Нью-Йорк, начало октября. Я еду в такси к своему аналитику — в который раз! — и вдруг слышу, по радио объявляют, что Джинни Мортон, «поэтесса домохозяек», как называет ее диктор, мертва. Она умерла в запертом гараже, в своей машине с включенным мотором; в руке у нее был зажат едва пригубленный стакан водки, а в крови обнаружен литий, или валиум, или еще какое-то химическое вещество, специально придуманное для того, чтобы противостоять страху, подавленности, болезни. Диктор бормочет что-то о «безвременной утрате» (ей было всего сорок пять), а потом принимается читать откровения некоего злобного и завистливого гуру от литературы, имеющего наглость утверждать, будто «ее ограниченное самоуглубленное творчество» «мечется» между «психушкой» и «гинекологическим креслом». Сам гуру всю жизнь «мечется» между «Анонимными алкоголиками» и институтскими семинарами, которые дают ему неограниченную возможность трахать ничего не подозревающих девятнадцатилетних красоток, но какое ему до этого дело! Сейчас он судит ее, а не наоборот. Да и вряд ли бы Джинни взялась кого-нибудь хоть за что-то судить — разве что только себя. Она была бесконечно добра ко всем — кроме себя самой.
Она не умела быть счастливой. Скорее можно сказать, что ее уделом было страдание, хотя лично я воспринимаю страдание как отсутствие радости, а не как сознательно нагнетаемое состояние души. Но это спорный вопрос. Некоторые поэты лелеют свое страдание, упиваются им, но Джинни была не из таких. Ее страдание было искренним, она выстрадала его. Поэтому и смерть была ей близка; смерть была ее возлюбленным, ее матерью и наперсницей.
Мы встречались с ней всего несколько раз, но наша дружба была из тех, что вспыхивает мгновенно, как любовь с первого взгляда. В письмах она называла меня «моя дорогая Изадора» и подписывала их: «с любовью…» Никаких тебе «душечек» или «нежностей». Она была помешана на Уитмене. К тому же страдала маниакально-депрессивным психозом. Я всегда чувствовала, что когда-нибудь она обязательно покончит с собой. Об этом говорили и ее стихи, и только чудо могло удержать ее от рокового шага.

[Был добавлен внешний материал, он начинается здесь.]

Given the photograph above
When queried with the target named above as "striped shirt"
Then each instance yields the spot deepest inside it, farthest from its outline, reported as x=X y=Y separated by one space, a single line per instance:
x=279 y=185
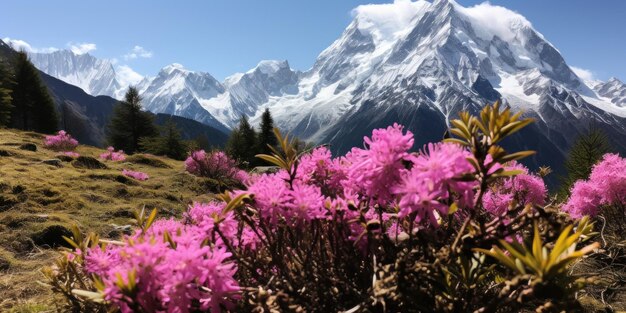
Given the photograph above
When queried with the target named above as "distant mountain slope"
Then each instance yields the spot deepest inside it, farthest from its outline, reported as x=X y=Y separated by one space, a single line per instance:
x=95 y=76
x=191 y=130
x=418 y=63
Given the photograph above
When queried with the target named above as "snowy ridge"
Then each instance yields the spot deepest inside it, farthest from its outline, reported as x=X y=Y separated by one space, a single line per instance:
x=414 y=62
x=94 y=76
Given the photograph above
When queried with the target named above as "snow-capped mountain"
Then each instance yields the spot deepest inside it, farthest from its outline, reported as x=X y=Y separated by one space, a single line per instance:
x=198 y=95
x=178 y=91
x=614 y=90
x=95 y=76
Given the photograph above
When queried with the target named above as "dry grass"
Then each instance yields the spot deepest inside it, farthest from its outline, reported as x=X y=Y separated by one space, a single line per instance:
x=38 y=203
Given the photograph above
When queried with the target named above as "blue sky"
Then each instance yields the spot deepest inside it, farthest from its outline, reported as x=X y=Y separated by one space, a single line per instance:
x=227 y=36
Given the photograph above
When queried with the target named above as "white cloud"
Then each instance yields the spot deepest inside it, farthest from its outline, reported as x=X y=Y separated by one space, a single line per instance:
x=583 y=73
x=18 y=44
x=138 y=52
x=126 y=76
x=82 y=48
x=385 y=21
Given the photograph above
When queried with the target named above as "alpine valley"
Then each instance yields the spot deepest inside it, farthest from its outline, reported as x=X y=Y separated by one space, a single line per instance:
x=413 y=63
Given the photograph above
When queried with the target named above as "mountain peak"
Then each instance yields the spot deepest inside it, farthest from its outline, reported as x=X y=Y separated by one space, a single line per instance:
x=614 y=80
x=173 y=67
x=271 y=66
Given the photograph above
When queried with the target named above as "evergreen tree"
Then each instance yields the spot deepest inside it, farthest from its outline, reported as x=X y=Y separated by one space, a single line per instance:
x=266 y=133
x=169 y=144
x=33 y=108
x=242 y=144
x=584 y=154
x=5 y=96
x=202 y=142
x=129 y=123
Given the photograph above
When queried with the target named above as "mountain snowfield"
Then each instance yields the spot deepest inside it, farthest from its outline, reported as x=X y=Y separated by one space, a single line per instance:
x=417 y=63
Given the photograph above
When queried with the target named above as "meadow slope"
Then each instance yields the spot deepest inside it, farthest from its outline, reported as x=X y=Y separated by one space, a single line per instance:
x=41 y=196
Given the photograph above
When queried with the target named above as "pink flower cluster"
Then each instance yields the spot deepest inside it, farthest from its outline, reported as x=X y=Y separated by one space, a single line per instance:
x=435 y=176
x=183 y=274
x=112 y=155
x=135 y=174
x=71 y=154
x=606 y=186
x=62 y=141
x=385 y=175
x=523 y=189
x=385 y=182
x=215 y=165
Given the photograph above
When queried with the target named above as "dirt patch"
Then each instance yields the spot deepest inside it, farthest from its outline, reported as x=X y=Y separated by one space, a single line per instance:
x=147 y=160
x=88 y=163
x=52 y=236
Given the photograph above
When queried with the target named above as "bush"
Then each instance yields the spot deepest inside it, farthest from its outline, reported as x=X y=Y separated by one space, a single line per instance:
x=112 y=155
x=135 y=174
x=215 y=165
x=380 y=229
x=62 y=141
x=606 y=186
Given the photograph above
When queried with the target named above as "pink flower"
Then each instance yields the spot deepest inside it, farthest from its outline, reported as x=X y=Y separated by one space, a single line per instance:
x=62 y=141
x=187 y=276
x=305 y=203
x=136 y=175
x=215 y=165
x=586 y=199
x=375 y=170
x=71 y=154
x=319 y=169
x=436 y=172
x=606 y=186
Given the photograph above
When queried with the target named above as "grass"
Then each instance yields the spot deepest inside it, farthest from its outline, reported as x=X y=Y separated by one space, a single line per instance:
x=39 y=202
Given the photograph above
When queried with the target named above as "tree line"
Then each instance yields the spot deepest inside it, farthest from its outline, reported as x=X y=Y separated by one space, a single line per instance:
x=26 y=104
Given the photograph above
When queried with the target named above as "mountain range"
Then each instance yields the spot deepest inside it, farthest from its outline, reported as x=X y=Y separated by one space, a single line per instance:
x=86 y=116
x=415 y=63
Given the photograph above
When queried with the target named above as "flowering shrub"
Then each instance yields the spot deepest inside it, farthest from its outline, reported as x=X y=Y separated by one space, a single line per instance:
x=71 y=154
x=606 y=186
x=523 y=189
x=112 y=155
x=445 y=229
x=62 y=141
x=135 y=174
x=216 y=165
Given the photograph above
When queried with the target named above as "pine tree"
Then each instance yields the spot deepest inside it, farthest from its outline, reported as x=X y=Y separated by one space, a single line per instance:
x=242 y=144
x=267 y=137
x=129 y=123
x=169 y=144
x=33 y=108
x=584 y=154
x=5 y=96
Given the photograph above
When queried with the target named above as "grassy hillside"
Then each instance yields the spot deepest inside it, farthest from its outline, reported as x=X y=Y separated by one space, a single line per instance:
x=39 y=202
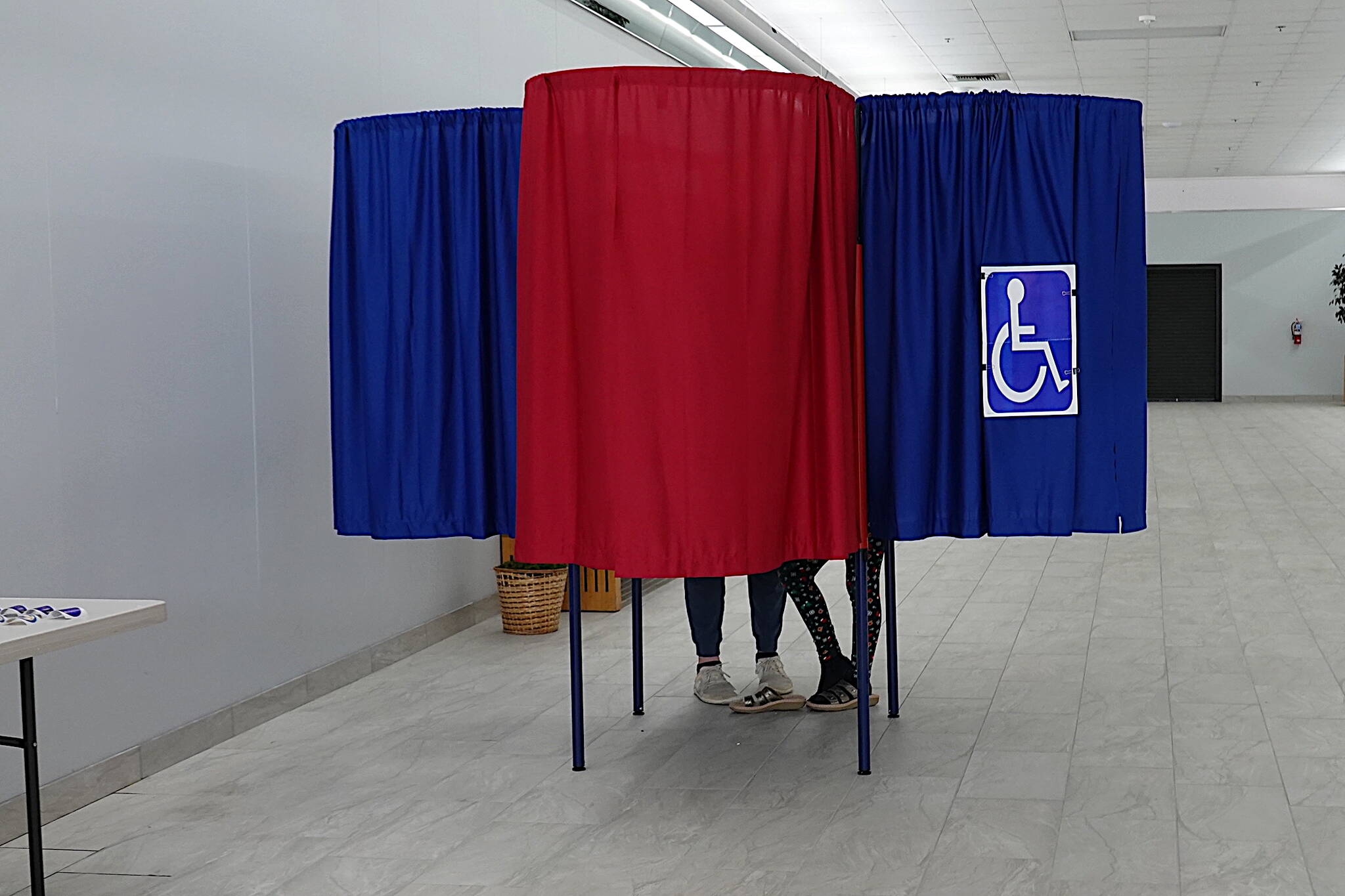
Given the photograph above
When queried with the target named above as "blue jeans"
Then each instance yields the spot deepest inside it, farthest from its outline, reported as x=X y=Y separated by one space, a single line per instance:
x=705 y=612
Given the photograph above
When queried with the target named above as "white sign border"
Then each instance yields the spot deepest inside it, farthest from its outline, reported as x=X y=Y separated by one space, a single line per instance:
x=988 y=413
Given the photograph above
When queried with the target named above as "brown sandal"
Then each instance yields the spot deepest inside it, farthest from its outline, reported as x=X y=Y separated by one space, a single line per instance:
x=767 y=700
x=838 y=698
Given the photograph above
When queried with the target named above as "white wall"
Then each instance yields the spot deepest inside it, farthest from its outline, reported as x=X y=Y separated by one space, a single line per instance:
x=164 y=200
x=1277 y=268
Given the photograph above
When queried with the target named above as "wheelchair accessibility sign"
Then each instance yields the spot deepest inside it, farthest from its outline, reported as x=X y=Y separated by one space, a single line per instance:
x=1029 y=350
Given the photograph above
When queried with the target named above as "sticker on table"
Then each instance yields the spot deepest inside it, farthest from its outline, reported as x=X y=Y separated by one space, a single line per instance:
x=1029 y=349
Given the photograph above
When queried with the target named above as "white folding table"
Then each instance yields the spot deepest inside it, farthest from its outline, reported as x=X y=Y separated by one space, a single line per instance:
x=23 y=643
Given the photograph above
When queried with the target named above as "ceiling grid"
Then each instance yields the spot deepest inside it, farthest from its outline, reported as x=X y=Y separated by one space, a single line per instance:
x=1219 y=120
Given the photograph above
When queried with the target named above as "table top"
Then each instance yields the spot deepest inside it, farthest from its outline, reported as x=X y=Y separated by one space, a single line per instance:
x=101 y=617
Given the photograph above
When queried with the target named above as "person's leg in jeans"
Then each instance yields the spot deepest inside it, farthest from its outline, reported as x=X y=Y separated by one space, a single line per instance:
x=873 y=570
x=705 y=613
x=766 y=595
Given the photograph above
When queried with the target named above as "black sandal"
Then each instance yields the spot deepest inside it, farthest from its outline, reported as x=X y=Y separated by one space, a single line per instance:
x=767 y=700
x=838 y=698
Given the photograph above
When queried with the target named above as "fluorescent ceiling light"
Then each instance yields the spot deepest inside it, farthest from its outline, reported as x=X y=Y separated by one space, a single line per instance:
x=1149 y=34
x=693 y=10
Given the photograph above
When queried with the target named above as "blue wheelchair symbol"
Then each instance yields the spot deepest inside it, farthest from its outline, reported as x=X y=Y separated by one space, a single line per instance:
x=1029 y=354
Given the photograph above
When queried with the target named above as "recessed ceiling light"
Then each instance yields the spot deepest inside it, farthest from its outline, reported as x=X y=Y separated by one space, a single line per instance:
x=1147 y=34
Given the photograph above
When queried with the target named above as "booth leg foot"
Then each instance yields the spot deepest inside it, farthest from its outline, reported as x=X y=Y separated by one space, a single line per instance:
x=576 y=671
x=861 y=651
x=638 y=647
x=891 y=575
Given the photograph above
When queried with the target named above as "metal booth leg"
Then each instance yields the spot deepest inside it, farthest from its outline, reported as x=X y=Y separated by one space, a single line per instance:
x=638 y=647
x=576 y=671
x=893 y=703
x=861 y=660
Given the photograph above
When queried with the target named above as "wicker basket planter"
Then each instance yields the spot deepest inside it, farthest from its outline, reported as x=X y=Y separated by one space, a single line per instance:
x=530 y=598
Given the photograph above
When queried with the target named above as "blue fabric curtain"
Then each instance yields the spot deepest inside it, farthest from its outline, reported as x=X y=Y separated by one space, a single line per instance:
x=950 y=184
x=423 y=331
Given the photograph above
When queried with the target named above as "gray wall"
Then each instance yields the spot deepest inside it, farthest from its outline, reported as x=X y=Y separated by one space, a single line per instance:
x=164 y=199
x=1277 y=268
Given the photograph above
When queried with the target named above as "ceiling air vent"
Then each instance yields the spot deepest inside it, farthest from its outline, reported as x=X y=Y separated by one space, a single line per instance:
x=978 y=77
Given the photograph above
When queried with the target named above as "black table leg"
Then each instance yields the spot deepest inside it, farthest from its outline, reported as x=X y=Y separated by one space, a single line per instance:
x=30 y=777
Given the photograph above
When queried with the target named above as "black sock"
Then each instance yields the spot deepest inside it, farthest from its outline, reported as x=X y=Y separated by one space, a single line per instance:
x=834 y=671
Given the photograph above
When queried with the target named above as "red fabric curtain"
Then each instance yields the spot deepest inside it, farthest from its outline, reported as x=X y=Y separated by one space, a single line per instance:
x=689 y=362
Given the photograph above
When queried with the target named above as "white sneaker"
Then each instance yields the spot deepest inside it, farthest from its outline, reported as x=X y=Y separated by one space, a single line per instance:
x=713 y=687
x=771 y=675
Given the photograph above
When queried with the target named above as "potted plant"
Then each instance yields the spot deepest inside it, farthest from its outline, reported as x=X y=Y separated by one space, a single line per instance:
x=1338 y=285
x=530 y=595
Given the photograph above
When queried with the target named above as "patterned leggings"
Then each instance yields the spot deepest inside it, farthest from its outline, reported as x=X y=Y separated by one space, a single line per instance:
x=799 y=578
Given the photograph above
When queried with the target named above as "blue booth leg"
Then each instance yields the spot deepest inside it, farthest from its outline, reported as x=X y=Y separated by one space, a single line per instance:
x=861 y=660
x=893 y=704
x=638 y=647
x=576 y=671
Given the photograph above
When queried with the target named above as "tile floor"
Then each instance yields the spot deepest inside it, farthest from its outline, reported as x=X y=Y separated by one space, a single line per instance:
x=1136 y=715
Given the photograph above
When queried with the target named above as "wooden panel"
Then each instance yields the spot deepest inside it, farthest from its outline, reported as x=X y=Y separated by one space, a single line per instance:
x=600 y=589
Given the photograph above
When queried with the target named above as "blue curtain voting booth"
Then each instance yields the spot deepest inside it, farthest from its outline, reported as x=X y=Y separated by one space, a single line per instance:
x=423 y=332
x=1003 y=259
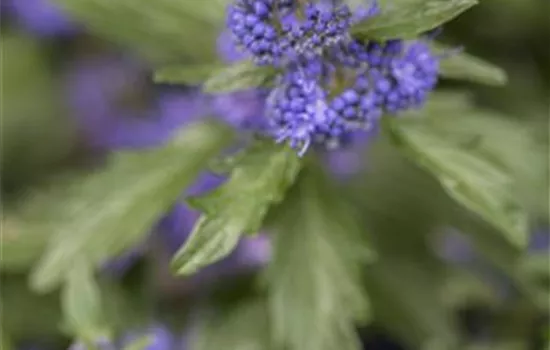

Но все равно я была потрясена случившимся, я чувствовала себя виноватой: три месяца я не могла ответить на ее письмо, а вот теперь ее больше нет в живых.
В это последнее лето своей жизни она прислала мне стихи — очень странные стихи, — и я должна была написать ей, что я думаю о них. Не то, чтобы раньше ее стихи не были странными, но это были самые необычные из всех. В этом забытом Богом мире Джинни осмеливалась верить в Бога; среди цинизма и мелочности она отваживалась отстаивать духовность. И в то время, когда писатели и критики превозносили серость, ненавидели щедрость души и доброту, не верили в то, что бывает искренняя радость, Джинни решительно утверждала Бога, счастье, жизнь, гневно восставала против страдания — в том числе и своего собственного. Легко было заставить ее замолчать. Она была просто женщина, и образы ее поэзии (даже образ Бога) были домашними, кухонными, как простые алюминиевые ложки, как кастрюльки, в которых варят обед. Ее было легко задеть. И там, где мужчину восприняли бы всерьез, — даже если бы он узрел Бога в охотничьем ноже или ране фронтового друга, — над ней насмехались, потому что людям трудно понять, что женское лоно с его красной кровью может стать вместилищем Бога или муз в той же степени, что и половой член с его белой спермой. Это война Алой и Белой розы нашего времени. В наш век перестали чтить Пресвятую Деву Марию, разучились любить Бога, читать стихи, хранить верность, сеять любовь. Жадные и завистливые, мы не видим вокруг ничего, кроме жадности и зависти. А Джинни и понятия не имела, что такое зависть и жадность.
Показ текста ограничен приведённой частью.